7172
Regalsystem

Funktional und puristisch

Vielfältige Einsatzmöglichkeiten und eine auf das Wesentliche reduzierte Ästhetik sind kennzeichnend für das Regalsystem 7172 der Schreiner und Architekten Robert Kern und Thomas Kandler. Als Regal oder Raumtrennelement kann es ebenso eingesetzt werden wie als raumbildende Struktur in Büros, Messe- und Ladenbauten. Sowohl sein Erscheinungsbild als auch seine Flexibilität basieren auf einem von den beiden eigens hierfür entwickelten Beschlag.

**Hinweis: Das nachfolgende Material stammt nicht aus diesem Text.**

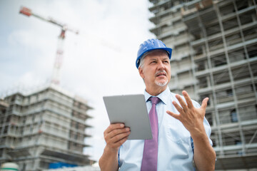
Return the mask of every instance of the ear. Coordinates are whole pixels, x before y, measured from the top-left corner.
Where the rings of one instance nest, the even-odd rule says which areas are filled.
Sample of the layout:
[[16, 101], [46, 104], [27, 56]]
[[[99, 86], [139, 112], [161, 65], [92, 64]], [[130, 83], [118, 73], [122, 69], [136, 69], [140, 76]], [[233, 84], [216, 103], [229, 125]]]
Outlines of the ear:
[[140, 76], [143, 79], [144, 78], [143, 71], [141, 67], [138, 68], [138, 73]]

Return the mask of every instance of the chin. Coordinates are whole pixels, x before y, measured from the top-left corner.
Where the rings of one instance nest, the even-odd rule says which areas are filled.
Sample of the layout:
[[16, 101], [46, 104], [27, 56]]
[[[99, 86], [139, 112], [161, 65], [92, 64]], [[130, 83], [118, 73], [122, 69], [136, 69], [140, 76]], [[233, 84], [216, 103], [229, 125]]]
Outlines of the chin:
[[168, 81], [155, 81], [155, 83], [157, 86], [159, 86], [161, 87], [164, 87], [168, 84]]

Dieser ermöglicht eine feste, bei Bedarf dennoch leicht wieder lösbare Verbindung.

Zusammen mit Sonja Kern, Bernhard und Claudia Seidl betreibt Robert Kern (im Bild rechts) nahe München das Büro seidl kern Architekten. Thomas Kandler (links) gründete in München die Möbel-Schreinerei thomas kandler moebel. Beide lernten sich im gemeinsamen Architekturstudium kennen.

DETAIL INSIDE INTERVIEW

Sie arbeiten seit Langem eng zusammen und haben beide eine ausgeprägte Vorliebe für das Material Holz. Entstanden die Vorläufer des Regalsystems 7172 im Zuge eines konkreten Projekts oder sind sie Resultat Ihrer Experimentierfreudigkeit?

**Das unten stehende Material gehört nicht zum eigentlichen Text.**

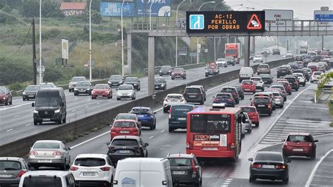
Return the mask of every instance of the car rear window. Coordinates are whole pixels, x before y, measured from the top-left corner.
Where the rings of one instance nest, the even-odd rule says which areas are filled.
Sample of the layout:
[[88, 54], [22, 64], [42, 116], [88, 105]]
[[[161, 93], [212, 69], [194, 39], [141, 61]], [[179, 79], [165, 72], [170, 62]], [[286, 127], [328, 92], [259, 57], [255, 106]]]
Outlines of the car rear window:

Robert Kern: Wir sind beide vor allem im Wohnbereich tätig und da kommt es oft vor, dass wir nach maßgeschneiderten Lösungen gefragt werden — insbesondere für Küchen, manchmal aber auch für Einbaumöbel und Regale. Vor einigen Jahren hatte mein Architekturbüro einen Auftraggeber, der eine große Sammlung schöner alter Bücher besaß. Er wollte ein makellos weißes Regal, das von Wand zu Wand und von der Decke bis zum Boden reichen sollte. Dabei sollten nirgendwo Schrauben, Befestigungen, Auflagerpunkte zu sehen sein, um so die Bücher bestmöglich in Szene zu setzen. Wir durchsuchten das Angebot unzähliger Hersteller nach Lösungen zum Bau eines solchen Regals, wurden aber nicht fündig.

DETAIL INSIDE INTERVIEW

Also haben Sie selbst ein Regal entworfen?

Robert Kern: Genau. Grundlage war der eigens hierfür entwickelte Keilverbinder der eine Aluminiumschiene und Keilhülsen nach dem Prinzip einer traditionellen Schwalbenschwanz-Holzverbindung miteinander verbindet. Dieser Beschlag ermöglicht nicht nur die verdeckte Montage von Regalböden und Seitenteilen, sondern eine zug- und druckfeste und zudem leicht ohne Werkzeug wieder lösbare Verbindung. Die exakte Form der Polymerkunststoffhülsen und der entsprechenden Spritzgusswerkzeuge haben wir zusammen mit einem befreundeten Maschinenbauer entwickelt.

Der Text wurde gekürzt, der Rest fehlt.